Subsequently, we validated the established model. In the validation cohort, it succeeded completing validation within the dataset (Figure 4B). We also verified the fitting conditions of each feature in various validation tests (Figure 4C) and model achieved a diagnostic accuracy of 89.3% for DCM (Figure 4D).

Core genes most closely associated with DCM

To identify the core genes most closely associated with DCM, we constructed a PPI network for the turquoise module genes (Figure 5A), from which we selected 10 core genes (Figure 5B). Subsequently, a Venn analysis was performed between these 10 core genes and the 8 core genes identified by the machine learning algorithms, which yielded the HSPA8 gene. This gene may be the core gene with the closest association with DCM (Figure 5C).

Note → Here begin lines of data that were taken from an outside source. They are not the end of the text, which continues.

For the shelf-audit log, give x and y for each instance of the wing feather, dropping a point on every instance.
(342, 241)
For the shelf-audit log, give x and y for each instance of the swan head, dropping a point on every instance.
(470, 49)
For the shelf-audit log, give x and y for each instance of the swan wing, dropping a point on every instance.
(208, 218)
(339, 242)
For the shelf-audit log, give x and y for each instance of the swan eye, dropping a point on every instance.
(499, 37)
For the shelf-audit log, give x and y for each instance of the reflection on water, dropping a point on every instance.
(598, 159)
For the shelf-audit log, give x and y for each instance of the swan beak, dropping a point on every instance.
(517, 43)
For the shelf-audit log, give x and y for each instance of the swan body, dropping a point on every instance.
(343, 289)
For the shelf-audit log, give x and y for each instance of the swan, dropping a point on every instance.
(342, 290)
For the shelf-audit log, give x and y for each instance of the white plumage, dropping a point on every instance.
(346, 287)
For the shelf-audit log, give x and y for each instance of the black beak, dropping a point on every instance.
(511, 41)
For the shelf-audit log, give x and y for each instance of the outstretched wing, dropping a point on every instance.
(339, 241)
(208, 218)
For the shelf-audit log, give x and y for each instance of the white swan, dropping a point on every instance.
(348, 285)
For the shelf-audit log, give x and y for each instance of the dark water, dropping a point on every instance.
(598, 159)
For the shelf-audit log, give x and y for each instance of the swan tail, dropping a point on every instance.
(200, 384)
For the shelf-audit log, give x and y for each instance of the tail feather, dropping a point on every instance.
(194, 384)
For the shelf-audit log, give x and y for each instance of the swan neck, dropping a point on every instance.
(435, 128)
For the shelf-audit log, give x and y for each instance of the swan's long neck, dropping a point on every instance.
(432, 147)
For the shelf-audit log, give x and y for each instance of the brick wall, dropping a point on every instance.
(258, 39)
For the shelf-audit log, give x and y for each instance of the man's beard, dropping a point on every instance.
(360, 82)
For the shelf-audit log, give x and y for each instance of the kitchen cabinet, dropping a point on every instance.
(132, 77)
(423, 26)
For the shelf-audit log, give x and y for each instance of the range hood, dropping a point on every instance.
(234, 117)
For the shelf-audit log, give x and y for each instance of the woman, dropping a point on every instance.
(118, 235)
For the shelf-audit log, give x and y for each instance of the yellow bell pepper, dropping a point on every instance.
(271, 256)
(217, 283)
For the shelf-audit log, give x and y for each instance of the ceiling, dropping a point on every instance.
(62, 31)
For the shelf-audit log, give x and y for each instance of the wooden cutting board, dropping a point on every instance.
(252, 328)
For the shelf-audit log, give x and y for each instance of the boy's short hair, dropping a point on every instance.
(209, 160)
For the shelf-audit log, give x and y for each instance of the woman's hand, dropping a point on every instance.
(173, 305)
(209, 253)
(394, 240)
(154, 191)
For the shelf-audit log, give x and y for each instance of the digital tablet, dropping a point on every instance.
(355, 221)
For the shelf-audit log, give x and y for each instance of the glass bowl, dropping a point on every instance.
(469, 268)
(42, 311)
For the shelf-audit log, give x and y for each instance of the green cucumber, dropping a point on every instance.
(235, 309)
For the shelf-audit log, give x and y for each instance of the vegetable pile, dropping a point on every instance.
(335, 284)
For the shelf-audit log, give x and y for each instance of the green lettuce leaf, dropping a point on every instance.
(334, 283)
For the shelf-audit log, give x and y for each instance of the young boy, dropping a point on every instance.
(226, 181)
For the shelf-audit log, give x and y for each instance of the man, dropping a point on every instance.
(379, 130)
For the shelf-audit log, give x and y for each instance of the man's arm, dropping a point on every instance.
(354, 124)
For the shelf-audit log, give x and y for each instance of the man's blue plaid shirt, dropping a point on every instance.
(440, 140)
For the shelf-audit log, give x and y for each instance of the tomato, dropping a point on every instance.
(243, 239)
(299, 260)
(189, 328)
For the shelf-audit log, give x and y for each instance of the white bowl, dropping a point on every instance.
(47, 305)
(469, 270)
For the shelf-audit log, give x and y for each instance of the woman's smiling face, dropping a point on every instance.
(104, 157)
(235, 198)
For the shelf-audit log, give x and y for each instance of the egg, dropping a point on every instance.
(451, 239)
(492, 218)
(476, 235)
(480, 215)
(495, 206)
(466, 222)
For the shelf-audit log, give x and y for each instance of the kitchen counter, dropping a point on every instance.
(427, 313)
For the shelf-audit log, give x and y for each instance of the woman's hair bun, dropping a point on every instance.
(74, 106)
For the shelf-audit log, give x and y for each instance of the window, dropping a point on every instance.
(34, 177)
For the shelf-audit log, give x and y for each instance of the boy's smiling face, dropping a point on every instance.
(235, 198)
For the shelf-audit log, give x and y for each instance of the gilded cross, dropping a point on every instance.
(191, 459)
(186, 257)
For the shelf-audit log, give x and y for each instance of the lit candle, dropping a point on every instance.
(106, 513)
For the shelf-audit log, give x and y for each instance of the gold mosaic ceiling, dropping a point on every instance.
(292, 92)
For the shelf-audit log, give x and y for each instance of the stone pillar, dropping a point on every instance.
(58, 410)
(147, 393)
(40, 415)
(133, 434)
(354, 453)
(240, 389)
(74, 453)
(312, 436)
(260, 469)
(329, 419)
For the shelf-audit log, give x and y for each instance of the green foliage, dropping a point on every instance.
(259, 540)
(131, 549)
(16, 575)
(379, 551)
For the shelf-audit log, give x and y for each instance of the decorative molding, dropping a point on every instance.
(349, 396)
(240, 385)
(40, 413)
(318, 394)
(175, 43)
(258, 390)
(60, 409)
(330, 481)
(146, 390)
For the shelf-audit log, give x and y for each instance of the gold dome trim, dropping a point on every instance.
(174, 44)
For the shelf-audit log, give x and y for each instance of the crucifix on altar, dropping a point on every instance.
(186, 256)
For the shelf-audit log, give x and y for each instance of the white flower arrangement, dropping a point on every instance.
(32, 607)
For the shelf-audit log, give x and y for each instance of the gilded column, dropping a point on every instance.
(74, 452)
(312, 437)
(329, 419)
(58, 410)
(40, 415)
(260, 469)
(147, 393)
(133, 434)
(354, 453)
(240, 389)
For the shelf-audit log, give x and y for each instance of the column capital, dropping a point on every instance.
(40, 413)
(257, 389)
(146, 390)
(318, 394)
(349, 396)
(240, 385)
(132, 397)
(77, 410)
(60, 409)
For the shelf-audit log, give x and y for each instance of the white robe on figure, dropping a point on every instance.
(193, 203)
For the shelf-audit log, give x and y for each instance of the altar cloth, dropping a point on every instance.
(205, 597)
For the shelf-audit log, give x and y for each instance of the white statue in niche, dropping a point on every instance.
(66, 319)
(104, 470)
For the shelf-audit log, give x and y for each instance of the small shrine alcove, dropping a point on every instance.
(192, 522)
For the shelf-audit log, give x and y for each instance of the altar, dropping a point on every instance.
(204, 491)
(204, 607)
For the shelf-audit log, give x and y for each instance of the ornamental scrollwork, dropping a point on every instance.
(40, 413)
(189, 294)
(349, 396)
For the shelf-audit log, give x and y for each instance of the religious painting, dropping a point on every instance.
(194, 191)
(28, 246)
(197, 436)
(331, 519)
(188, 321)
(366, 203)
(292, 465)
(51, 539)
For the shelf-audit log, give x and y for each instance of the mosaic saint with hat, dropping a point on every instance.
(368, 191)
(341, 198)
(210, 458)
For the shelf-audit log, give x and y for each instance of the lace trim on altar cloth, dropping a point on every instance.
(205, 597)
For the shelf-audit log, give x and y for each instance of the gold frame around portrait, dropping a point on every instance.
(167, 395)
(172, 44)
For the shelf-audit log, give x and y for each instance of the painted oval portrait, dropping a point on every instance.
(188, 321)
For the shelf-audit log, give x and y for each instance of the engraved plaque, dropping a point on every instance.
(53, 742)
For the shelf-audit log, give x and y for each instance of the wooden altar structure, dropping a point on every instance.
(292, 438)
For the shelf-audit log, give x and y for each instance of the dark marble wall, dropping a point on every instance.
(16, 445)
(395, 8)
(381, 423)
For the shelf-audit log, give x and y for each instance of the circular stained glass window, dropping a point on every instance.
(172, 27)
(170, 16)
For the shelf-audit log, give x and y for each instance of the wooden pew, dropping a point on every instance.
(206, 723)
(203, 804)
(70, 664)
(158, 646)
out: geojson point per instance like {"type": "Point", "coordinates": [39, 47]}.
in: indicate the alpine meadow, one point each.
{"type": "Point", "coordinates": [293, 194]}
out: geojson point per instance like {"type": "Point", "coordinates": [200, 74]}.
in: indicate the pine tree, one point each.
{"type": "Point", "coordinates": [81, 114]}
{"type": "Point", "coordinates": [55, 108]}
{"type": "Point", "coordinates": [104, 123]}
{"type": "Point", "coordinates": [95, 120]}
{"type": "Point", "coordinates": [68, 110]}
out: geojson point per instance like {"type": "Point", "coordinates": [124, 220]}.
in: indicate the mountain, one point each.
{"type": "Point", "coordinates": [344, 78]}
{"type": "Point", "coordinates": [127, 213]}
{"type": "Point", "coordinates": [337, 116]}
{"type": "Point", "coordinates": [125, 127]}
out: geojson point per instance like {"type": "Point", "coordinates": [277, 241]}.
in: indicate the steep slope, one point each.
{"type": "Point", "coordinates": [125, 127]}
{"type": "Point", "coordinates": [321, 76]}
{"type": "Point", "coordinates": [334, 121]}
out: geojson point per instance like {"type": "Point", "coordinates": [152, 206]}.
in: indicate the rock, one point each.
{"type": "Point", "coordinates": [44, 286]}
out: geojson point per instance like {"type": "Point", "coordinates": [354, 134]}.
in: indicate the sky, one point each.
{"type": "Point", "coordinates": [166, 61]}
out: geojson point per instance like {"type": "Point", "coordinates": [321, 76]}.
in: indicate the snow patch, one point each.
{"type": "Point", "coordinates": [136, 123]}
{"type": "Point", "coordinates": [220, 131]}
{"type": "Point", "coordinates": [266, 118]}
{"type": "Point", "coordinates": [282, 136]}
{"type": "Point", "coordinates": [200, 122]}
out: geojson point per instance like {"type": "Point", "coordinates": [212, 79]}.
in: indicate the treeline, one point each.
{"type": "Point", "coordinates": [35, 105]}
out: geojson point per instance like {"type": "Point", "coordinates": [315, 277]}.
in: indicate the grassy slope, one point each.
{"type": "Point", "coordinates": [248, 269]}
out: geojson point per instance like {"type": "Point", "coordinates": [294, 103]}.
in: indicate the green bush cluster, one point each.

Figure 5 Intersection of genes selected by the different methods. (A,B) PPI network of the turquoise module. (C) Intersection of hub genes selected from the PPI network and genes selected by machine learning algorithms. PPI, protein-protein interaction.

The diagnostic efficacy of HSPA8 for DCM

To verify the expression of HSPA8 in the samples, this study analyzed the expression levels of HSPA8 in the GSE42955, GSE3586, and GSE120895 datasets, finding that the expression level of HSPA8 in patients with DCM was significantly higher than that in the normal population (Figure 6A). Subsequently, based on five external datasets (GSE57338, GSE5406, GSE116250, GSE42955, and GSE19303), we employed receiver operating characteristic (ROC) curve analysis to evaluate the diagnostic efficacy of HSPA8 for DCM. This yielded an area under the ROC curve of 0.954, indicating that HSPA8 has extremely high diagnostic value for DCM (Figure 6B).

Figure 6 Evaluation of the diagnostic efficacy of HSPA8 for DCM. (A) Box plot of HSPA8 expression levels in the healthy control group and the DCM group. (B) ROC curve illustrating the diagnostic value of HSPA8 for DCM. AUC, area under curve; CO, control; DCM, dilated cardiomyopathy; ROC, receiver operating characteristic.

Discussion

In this study, differential gene analysis, WGCNA, and machine learning algorithms were used to screen for genes closely related to DCM. These genes showed significant changes in expression levels in patients with DCM and may potentially be the core factors driving disease progression. Thus, they can be considered as specific diagnostic biomarkers or therapeutic targets in DCM.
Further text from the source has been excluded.